What we do need to define is the mechanisms that get the data to flow which I
think is critical. If we can get the data to flow sort of in the right way with
the right protections, we have tremendous potential. And I think we can maybe
even stop talking about the health statistics enterprise and think more about
the health enterprise and that they are integrated. That we have got health
care, enterprise is generating data that one of its by products is the health
statistics that we need. Another one of the byproducts is better health care
for the individual, sort of that point of service. But it is going to be a big
job sort of to make that happen.

And I think there will be a continuing role to fill in some of the gaps. I
mean the electronic health record is not going to do everything and even with
getting the data to flow it is not going to do everything, and so we have to
think about the strategy to fill in the gaps.

At the same time, this is one of those areas where we cannot allow the
perfect enemy of the good. If we talk about health statistics today, I made a
lot of money as the health services researcher on a relative basis over the
years, using both claims data and survey data. In proposals you talk about how
good these data are and how they are going to allow you to answer these
questions. If you were pressed you could talk about how bad these data are, how
sort of insufficient, inadequate et cetera that they are, but they are the only
data that we had.
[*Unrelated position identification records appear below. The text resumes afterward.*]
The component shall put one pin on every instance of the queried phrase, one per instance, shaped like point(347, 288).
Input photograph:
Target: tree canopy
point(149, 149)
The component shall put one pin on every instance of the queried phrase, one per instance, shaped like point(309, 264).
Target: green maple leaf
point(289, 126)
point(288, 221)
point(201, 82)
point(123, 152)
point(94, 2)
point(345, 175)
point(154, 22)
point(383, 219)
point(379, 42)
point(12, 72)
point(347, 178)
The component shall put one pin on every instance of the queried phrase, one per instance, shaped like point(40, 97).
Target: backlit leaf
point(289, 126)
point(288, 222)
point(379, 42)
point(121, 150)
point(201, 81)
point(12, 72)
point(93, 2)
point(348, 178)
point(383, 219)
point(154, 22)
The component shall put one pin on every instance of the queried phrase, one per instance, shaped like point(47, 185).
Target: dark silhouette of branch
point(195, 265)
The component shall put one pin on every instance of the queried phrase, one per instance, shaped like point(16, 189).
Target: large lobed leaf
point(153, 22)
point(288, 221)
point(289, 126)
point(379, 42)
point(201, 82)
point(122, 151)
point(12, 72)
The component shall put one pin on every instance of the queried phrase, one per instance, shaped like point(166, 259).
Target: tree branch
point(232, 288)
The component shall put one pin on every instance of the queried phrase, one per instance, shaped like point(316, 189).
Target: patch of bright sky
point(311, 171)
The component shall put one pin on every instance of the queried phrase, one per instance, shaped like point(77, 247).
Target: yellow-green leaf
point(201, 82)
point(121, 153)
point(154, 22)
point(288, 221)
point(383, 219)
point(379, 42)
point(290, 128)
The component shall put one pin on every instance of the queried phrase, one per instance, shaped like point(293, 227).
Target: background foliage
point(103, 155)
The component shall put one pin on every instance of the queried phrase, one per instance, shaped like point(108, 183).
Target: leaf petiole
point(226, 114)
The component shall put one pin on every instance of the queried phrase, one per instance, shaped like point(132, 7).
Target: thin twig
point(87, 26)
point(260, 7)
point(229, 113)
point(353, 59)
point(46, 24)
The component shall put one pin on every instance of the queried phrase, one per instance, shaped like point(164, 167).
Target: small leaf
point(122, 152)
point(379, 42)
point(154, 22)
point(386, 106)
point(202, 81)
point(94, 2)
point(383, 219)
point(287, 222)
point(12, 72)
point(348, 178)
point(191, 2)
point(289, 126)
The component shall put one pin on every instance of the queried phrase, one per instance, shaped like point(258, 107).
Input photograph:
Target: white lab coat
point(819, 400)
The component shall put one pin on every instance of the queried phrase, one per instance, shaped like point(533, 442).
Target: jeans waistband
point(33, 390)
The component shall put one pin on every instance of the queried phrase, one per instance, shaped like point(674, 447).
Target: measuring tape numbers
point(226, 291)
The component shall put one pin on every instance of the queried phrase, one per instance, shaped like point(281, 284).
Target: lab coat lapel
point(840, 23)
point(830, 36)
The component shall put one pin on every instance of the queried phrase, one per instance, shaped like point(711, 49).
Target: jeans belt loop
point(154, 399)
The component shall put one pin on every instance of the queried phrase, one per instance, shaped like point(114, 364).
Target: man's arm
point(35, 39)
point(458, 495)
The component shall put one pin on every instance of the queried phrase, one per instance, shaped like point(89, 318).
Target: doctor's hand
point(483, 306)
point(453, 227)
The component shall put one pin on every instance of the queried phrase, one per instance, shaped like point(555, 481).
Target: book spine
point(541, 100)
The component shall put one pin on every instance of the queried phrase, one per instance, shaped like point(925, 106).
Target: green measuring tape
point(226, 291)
It was better to have some light on a question that to have
no light on a question. Now we are talking about being able to improve things
in a very significant way, if we can get some of this information sort of in
the right places and used in the right way.

And Harry, I would say that you do have the expertise that we need for this
area because one of the things that I think about is –- why isn’t the
claim a primary vehicle for what we want to know about the way the health care
enterprise is working? The marginal cost of electronic health records adding a
bit of information to a claim is zero. Once it has been programmed, fixed costs
are done, it is going to be zero. The question then is have we put in the right
information and have we protected in the appropriate ways sort of over time.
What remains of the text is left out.